Nagelsmann throws his first intentions overboard
He threw these resolutions overboard against Turkey. The national coach must have been aware that it would be complex to use a player like Kai Havertz on the left side, who can also move into the back chain if necessary to take on the duties of a full-back.
Kai Havertz (r.) in a duel with Zeki Celik
It wasn’t just Havertz who had little time to approach the role in the few training sessions. The rest of the defensive line, in this case made up of Antonio Rüdiger, Jonathan Tah and Benjamin Henrichs, also has to adapt to the fact that a left link is usually missing. Henrichs, as the nominal right-back, must therefore move more into the center, Leroy Sané, as the right-wing offensive player, must dart forward and backwards in order to defend a space that is otherwise wide open.

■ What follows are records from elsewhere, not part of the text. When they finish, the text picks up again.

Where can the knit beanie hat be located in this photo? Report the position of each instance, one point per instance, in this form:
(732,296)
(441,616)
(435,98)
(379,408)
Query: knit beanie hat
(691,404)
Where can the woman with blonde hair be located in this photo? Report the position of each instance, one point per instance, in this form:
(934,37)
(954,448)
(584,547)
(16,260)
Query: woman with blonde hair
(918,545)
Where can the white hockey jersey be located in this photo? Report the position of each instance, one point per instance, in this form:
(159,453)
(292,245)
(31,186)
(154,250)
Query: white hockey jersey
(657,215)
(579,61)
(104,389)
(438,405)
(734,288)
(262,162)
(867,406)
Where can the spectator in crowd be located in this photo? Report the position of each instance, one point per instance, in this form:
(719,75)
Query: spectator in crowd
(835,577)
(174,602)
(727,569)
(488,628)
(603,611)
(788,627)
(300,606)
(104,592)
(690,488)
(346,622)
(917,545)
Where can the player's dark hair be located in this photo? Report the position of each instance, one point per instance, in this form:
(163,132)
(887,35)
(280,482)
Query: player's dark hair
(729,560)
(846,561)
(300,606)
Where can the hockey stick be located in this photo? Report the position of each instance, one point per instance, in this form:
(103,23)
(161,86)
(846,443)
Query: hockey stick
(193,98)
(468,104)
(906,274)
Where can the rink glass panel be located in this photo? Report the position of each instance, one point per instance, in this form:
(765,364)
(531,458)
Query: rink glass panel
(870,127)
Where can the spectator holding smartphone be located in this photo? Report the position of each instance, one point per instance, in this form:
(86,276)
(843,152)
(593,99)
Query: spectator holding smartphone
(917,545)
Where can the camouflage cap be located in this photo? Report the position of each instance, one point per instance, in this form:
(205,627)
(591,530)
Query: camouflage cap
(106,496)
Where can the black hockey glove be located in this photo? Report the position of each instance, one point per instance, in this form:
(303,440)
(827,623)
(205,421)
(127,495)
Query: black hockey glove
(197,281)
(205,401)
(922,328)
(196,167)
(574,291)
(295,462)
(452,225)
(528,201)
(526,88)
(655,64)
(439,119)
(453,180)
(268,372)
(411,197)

Sané, who did this for a long time with great zeal and very respectably, was, however, too late a few times to compensate for the zeal of Henrichs, who wanted to have the ball in midfield before the score was 1-2, but didn’t get it and was therefore the size of a swimming pool left room for the strong Ferdi Kadıoğlu, who played the “offensive joker” for the Turks, as Nagelsmann described Havertz’s role.
Nagelsmann defends experiment with “world-class” Havertz
The national coach found the experiment a success despite the turbulence caused by the complex plan. He certified that Havertz was “world-class” and predicted that the professional… Arsenal FC could be one of the defining players in the new position at the European Championships in summer 2024.
This exuberance came as a surprise after an evening that, however, also brought more sobering insights than normal coordination problems when trying to try something new.
Gündoğan and Kimmich with us coordination problems downtown
The duo İlkay Gündoğan and Joshua Kimmich in the central midfield should be well-rehearsed and well trained tactically. But there, too, problems emerged in coordination and the willingness to carry out tasks in a disciplined manner. “It was good offensively“said Nagelsmann when asked whether he agreed with the record national player Lothar Matthäus that the Gündoğan/Kimmich combination as a so-called double six is not suitable.”Both are players who, by their profile, do not love playing on the second ball“, he added.
Gündoğan and Kimmich like having the one ball instead of chasing the lost one, just like everyone else who played on Saturday. That makes it a little more complex to achieve a stable defense.